Nic jeść nie chciał, i moc tracił.
Tydzień jeszcze się włóczył za końmi, borykając się z chorobą. Wychudł, twarz mu zżółkła i zczerniała, oczy wpadły i zasnuły się mgławą pleśnią, nogi nie słuchały woli.
Pewnego dnia na pastwisku padł, i nie wstał. Wilk wysunął się z łóz, i spłoszył konie. Parobek widział go, ale nie krzyknął nawet, widział popłoch stadniny, ale się nie poruszył.
Wszystko mu było obojętne.
Napół omdlałego zastał Sydor.
Konie wpadły w zboża gromadzkie, ludzie wpadli z wymysłami do Hubeni, a ten za kij porwał i popędził na wygon.
Zaczął tedy synowca pałką okładać, klnąc strasznie.

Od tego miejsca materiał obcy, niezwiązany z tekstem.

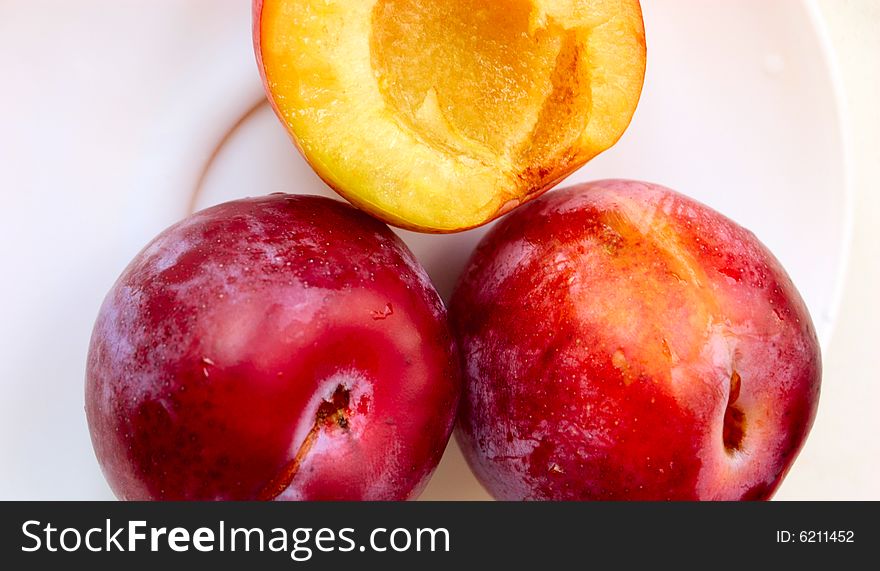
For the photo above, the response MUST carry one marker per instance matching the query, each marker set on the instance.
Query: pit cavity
(491, 80)
(733, 432)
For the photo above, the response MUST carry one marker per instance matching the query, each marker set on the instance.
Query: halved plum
(440, 115)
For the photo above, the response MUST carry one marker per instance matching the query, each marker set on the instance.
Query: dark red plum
(285, 347)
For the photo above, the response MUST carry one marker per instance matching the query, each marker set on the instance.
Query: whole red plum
(285, 347)
(624, 342)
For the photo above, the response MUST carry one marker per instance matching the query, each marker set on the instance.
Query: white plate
(111, 113)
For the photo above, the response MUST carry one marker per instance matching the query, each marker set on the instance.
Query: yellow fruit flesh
(439, 114)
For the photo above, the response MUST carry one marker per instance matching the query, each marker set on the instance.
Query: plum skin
(284, 347)
(623, 342)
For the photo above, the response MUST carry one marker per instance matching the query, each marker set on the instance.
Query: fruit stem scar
(733, 430)
(333, 412)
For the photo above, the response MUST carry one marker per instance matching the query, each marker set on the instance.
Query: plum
(284, 347)
(624, 342)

Kalenik tylko się wił po ziemi, i głucho stękał, i tak go stary zostawił, wyczerpawszy przekleństwa i siłę.
Wieczorem zabrano na wóz Kalenika i przywieziono do chaty; zeszły baby „szeptuchy“ i rozpoczęły kuracyą.
„Uczyna“ to była straszna.
Na ławie, gdzie skonała Sydorowa, zajął miejsce Kalenik.
Strona:PL Maria Rodziewiczówna - Hrywda.djvu/142
Ta strona została przepisana.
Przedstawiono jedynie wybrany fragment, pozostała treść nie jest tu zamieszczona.